/entertainment/movies
Navigation

Marc Beaupré écrit son premier film

Marc Beaupré écrit son premier film
MARIO BEAUREGARD/AGENCE QMI

Coup d'oeil sur cet article

MONTRÉAL – Marc Beaupré, qui fait de la mise en scène en plus d’être acteur, a terminé lundi l’écriture d’un scénario de film. Aux dires de l’artiste, un producteur est déjà intéressé à amener l’œuvre au grand écran, et Marc Beaupré se dit convaincu que les étapes de développement pourraient avancer très rapidement dans la prochaine année.

Idéalement, ce dernier aimerait également réaliser son long métrage, qu’il décrit comme un western chargé en tension dramatique, portant sur le phénomène de la conscription à l’aube de la Première Guerre mondiale.

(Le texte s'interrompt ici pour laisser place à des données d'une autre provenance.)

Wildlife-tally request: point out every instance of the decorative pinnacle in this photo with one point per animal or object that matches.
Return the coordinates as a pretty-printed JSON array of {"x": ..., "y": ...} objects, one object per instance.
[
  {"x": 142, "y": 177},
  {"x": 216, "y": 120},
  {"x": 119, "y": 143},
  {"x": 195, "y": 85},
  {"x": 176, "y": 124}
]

«Ça fait deux ou trois ans que j’ai l’idée, et ça fait cinq ou six mois que je suis là-dessus. J’ai l’avantage d’avoir un certain succès dans la mise en scène, et mon nom a une notoriété. Le seul bémol, c’est que je n’ai encore jamais rien réalisé en tant que tel», a confié Marc Beaupré au visionnement de la nouvelle série fantastique de Télé-Québec, «Le 422», mardi matin.

Pas de mariage

Dans sa vie privée, celui qui s’est démarqué grâce à son rôle dans «Ruptures» cet automne est papa d’une petite fille de cinq ans qui va à la maternelle, et ne prévoit pas agrandir sa famille. Marc Beaupré forme un couple avec sa conjointe, la comédienne Catherine Larochelle («Antigone», «Léo», «Madame Lebrun»), depuis bientôt neuf ans. Et pas question pour lui de convoler en justes noces. Ce non-projet est même sujet à rigolade entre les amoureux.

«Ma blonde me niaise toujours en me disant qu’elle veut se marier, mais moi, ça ne me tente pas de mettre autant d’énergie sur l’organisation, a-t-il expliqué. Je trouve ça beau, c’est une célébration, mais on peut avoir plein d’autres occasions, dans plein d’autres contextes, de célébrer la vie, sans être obligés de dépenser de l’argent pour une église, un voyage, une réception, une robe et un smoking. Pour moi, aller voir "Star Wars" avec un groupe d’amis dans trois semaines, c’est déjà une grande célébration de la vie!»